Campaign polls influence election results - new research

Popular budget coffee chain Cofix is holding their own poll of who will be the next prime minister using coffee cups, 2019. (photo credit: MARC ISRAEL SELLEM)
Popular budget coffee chain Cofix is holding their own poll of who will be the next prime minister using coffee cups, 2019.
(photo credit: MARC ISRAEL SELLEM)
A team of researchers from Ben-Gurion University of the Negev and Technion-Israel Institute of Technology attempted to answer some questions about voting with the help of artificial intelligence (AI).
Prof. Kobi Gal and master’s students Roy Fairstein and Adam Laoz of BGU, and the Technion’s Dr. Reshef Meir presented thousands of study participants with a range of polling data about fictional characters and then collected information on how the subjects decided to vote. The reward for participants was determined by the position of the winning candidate among their preferences. The participants had no knowledge of the voting preferences of other people in the group.
At the same time, the researchers built a theoretical model to allow for predicting how each participant would vote in a wide range of situations, after observing only a small number of votes. The model proved highly accurate, and gave insight into the considerations that guide people’s voting patterns, according to a statement from the researchers.
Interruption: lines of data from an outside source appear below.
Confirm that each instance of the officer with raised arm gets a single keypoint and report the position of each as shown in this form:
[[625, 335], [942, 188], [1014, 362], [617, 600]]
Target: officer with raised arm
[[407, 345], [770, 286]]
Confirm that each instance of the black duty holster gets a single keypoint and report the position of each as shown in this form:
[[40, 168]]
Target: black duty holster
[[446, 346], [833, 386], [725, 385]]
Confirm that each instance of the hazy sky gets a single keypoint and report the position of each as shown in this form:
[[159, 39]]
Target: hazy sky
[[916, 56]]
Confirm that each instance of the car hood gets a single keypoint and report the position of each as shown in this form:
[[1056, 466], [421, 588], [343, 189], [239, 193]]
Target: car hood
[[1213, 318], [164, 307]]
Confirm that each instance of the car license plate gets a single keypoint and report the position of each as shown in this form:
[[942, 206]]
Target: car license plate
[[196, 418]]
Gal said that most people tried to balance their personal preferences for a particular candidate and the candidates’ chance of winning the election, illustrating the “bandwagon effect,” a psychological phenomenon in which people do something primarily because other people are doing it, even to the extent that they may ignore or override their own personal beliefs or preferences.
The bandwagon effect is commonly seen in politics, Gal said.
Most striking, however, is that “When the respondents were asked to describe their decision-making process during actual election campaigns, they claimed not to have done this, in direct contrast to their behavior during the research project,” Gal told The Jerusalem Post. “It is obviously not conscious.”
He explained that often individuals assume that the “majority” has information or knows something that he or she does not, but which might be beneficial to know.
“If the majority of people eat at a particular restaurant, this is likely to affect whether I wish to go to that restaurant,” said Gal. “This is even if I have no additional information about why they are going there. It is because I assume they have some form of information about the quality or attractiveness of this restaurant that I am not aware of but maybe should be.”
Gal said that while it would be too early and too much of a leap to determine how polls being conducted between now and the April 9 Israeli elections will affect results, he said survey conductors should take into account that the way they present information could affect people’s decision-making.
Further, he said that while AI could play a role in determining election results in the near future, first, there are other challenges to address in this arena, such as why poll results are becoming increasingly inaccurate. On this, he said, “People are becoming more and more strategic about how they report who they vote for.”
“The reason is that as people become more partisan in their views, they see pollsters as their enemies rather than collaborators,” Gal continued. “Some people falsify who they vote for. It is also more difficult to get a representative sample of the population today than it used to be. Ironically, there is a lot more connectivity, but it is more difficult to understand what kind of population you are tapping.”
He said the government and media should invest in making people understand that “polls are here to help, not to sway and or affect results, but to provide people with a more accurate description of the heartbeat of the public with respect to important decisions.”
Then, he added, AI could play a greater role in shedding light on the way people make strategic decisions and help further determine the connection between election polls and actual voting.